Los expertos consideran que este aumento en el endeudamiento en dólares puede ser peligroso para las entidades financieras en caso de que el tipo de cambio crezca y las personas no puedan seguir pagando.
Según el analista económico del Grupo Mercado de Valores, Pablo González, las personas tienen que manejar un margen que responda a variaciones en el tipo de cambio para asumir estos préstamos.
«Esto se puede convertir en un problema si las tasas de morosidad empiezan a ser relativamente altas para las entidades financieras. Mientras esto se mantenga un poco controlado, además de alguna nueva regulación que ha entrado en vigencia, principalmente para estos no generadores de divisas, podría aplacarse alguno de estos riesgos. Luego, a nivel de los tomadores de crédito, lo que deben considerar principalmente es qué tanto están dispuestos a aceptar una variación en el tipo de cambio, principalmente al alza.

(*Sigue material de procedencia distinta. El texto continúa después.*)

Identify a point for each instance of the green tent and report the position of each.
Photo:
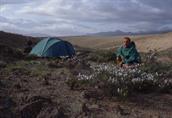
(53, 47)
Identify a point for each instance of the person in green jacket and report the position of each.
(127, 54)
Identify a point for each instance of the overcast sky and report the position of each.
(75, 17)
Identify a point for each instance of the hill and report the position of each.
(14, 40)
(122, 33)
(144, 42)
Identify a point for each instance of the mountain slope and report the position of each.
(14, 40)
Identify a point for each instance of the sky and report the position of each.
(78, 17)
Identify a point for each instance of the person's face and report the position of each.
(126, 42)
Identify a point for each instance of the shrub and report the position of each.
(103, 56)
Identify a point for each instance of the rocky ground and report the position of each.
(39, 88)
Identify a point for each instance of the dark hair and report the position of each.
(128, 38)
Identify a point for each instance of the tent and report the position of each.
(53, 47)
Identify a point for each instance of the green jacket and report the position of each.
(129, 54)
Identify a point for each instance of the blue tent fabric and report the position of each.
(53, 47)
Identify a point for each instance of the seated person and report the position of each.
(127, 54)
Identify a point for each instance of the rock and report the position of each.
(33, 108)
(51, 112)
(3, 64)
(93, 93)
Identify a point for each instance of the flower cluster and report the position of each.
(116, 74)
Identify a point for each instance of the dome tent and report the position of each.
(53, 47)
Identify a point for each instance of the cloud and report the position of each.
(72, 17)
(2, 2)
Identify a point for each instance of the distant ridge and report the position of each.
(121, 33)
(14, 40)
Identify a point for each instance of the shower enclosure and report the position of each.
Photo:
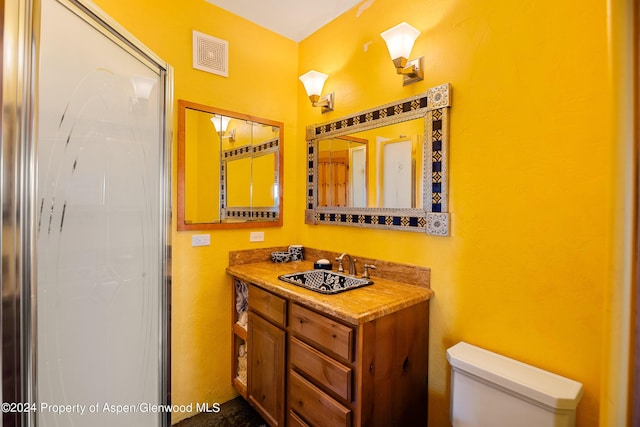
(85, 220)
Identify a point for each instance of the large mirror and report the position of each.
(383, 168)
(229, 169)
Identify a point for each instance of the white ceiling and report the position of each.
(294, 19)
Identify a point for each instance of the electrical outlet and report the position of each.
(201, 240)
(256, 236)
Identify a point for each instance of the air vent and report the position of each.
(210, 54)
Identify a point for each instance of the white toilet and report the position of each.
(490, 390)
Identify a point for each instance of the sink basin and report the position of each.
(324, 281)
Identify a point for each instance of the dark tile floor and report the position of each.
(235, 413)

Está claro que hoy el crédito en dólares es más barato, las tasas ofrecidas son mejores y las cuotas que se deban pagar, por lo menos al tipo de cambio que hemos tenido en el último año y medio, pues son más favorables», agregó el economista.
Finalmente, el economista de la Asociación Bancaria Costarricense (ABC), Ronulfo Jiménez, explicó que las entidades financieras cuentan con herramientas que les permiten determinar si están en capacidad de enfrentar una crisis ante un escenario de impago por parte de sus deudores.
«Actualmente, la Superintendencia de Entidades Financieras (SUGEF) obliga a las entidades financieras a realizar un ejercicio para simular cómo se comportan los deudores con el pago de sus deudas en un escenario adverso de bajo crecimiento económico, de aumento de tasas de interés y del tipo de cambio. Este instrumento está en la caja de herramientas de la regulación prudencial y permite examinar si las entidades tienen la suficiencia patrimonial y las reservas adecuadas para créditos incobrables para enfrentar una situación de crisis», mencionó Jiménez.